ERIC Number: ED050598
Record Type: RIE
Publication Date: 1970-May
Reference Count: N/A
The Social Effects of Communication Technology.
Goldhamer, Herbert, Ed.; Westrum, Ronald
The principal technological developments that underlie the communication revolution, especially the transistor and the computer, are reviewed in a nontechnical way. A number of devices and communication subsystems, such as cable television, ultramicrofiche, and communication satellites, that make use of these developments are then described, together with the new capabilities that they permit. The main body of the paper discusses some possible social consequences of the communication revolution and indicates some of the policy questions they raise. Social effects are discussed in the fields of education, political behavior, crime, economic life, governmental regulatory action, and the quality of life. For example, schools will provide less and less traditional instruction and instead provide guidance and counseling, work-study programs, and community projects. Also, the physical presence of teachers will be less important as satellite broadcasting spreads. In politics, instant referenda may be held using electronic equipment in the home. Guidelines for research on the social effects of communication technology are provided. (Author)

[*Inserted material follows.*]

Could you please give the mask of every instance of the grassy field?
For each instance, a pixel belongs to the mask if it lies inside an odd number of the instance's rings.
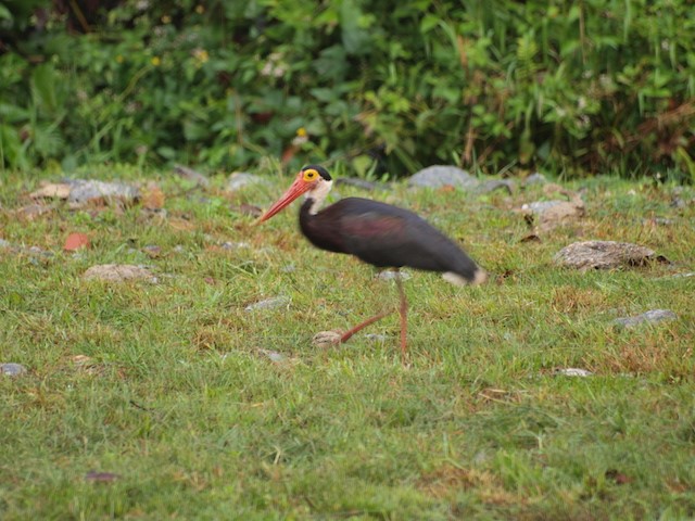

Descriptors: Cable Television, Communications, Communications Satellites, Computer Science, Computers, Crime, Government Role, Mass Media, Microforms, Policy, Political Attitudes, Political Influences, Research Problems, Social Influences, Social Problems, Technological Advancement, Technology, Telecommunications, Telephone Communications Systems, Television
The Rand Corporation, 1700 Main Street, Santa Monica, California 90406
Publication Type: N/A
Education Level: N/A
Sponsor: Russell Sage Foundation, New York, NY.
Authoring Institution: Rand Corp., Santa Monica, CA.